On Broadway, you can’t throw an unusually opulent opening night party without people gossiping. Take the shindig for the musical “Bullets Over Broadway” after its April 10 opening: The rumor that night was that the event at Gotham’s Metropolitan Museum of Art cost $4 million.
That price tag is entirely unconfirmed, but it’s true the party was plenty glam, with opening nighters clinking champagne glasses at the Temple of Dendur or noshing on dim sum among classical statuary.
If Woody Allen was there, he was hard to spot. But director-choreographer Susan Stroman promised he’d be there when she addressed the crowd during the curtain call of the opening night perf. “We will see him soon at the party,” she said. “He’s probably warming up the dance floor.”
At the Met she reflected on working with two comedy greats, Mel Brooks (for the 2001 stage version of “The Producers”) and Allen. “Mel is big and loud, and Woody is shy and quiet and businesslike,” she said. “They’re very different. But equally brilliant.”

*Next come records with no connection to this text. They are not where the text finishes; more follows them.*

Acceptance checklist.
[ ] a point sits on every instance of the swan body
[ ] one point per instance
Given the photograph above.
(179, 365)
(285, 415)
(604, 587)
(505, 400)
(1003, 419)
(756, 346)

Zach Braff, making his Broadway debut in the show, found himself tasked with playing a lead role that seems like an obvious stand-in for Allen, and was played in the 1994 film by John Cusack.
He tried not to let either actor influence his performance — up to a point. “There are certain lines, certain jokes, you can’t say them without sounding like Woody Allen,” he said.
He’s loving being on Broadway. “It’s the most fun thing I’ve ever done,” he enthused. “I was a little kid, eight years old, looking up at musicals and going, ‘This is a job someone can have? God, please, can I do that?'” The actor-writer-director, whose pic “Wish I Was Here” bowed at Sundance, added that he’s open to making a movie musical someday.
Speaking of musicals: How’s that “Scrubs” tuner coming along, anyway?
“They’re doing it,” Braff said. “[‘Scrubs’ creator] Bill Lawrence wants my two cents, but I wouldn’t be in it. That’d be weird. It’d be like John Cusack doing my role in this.”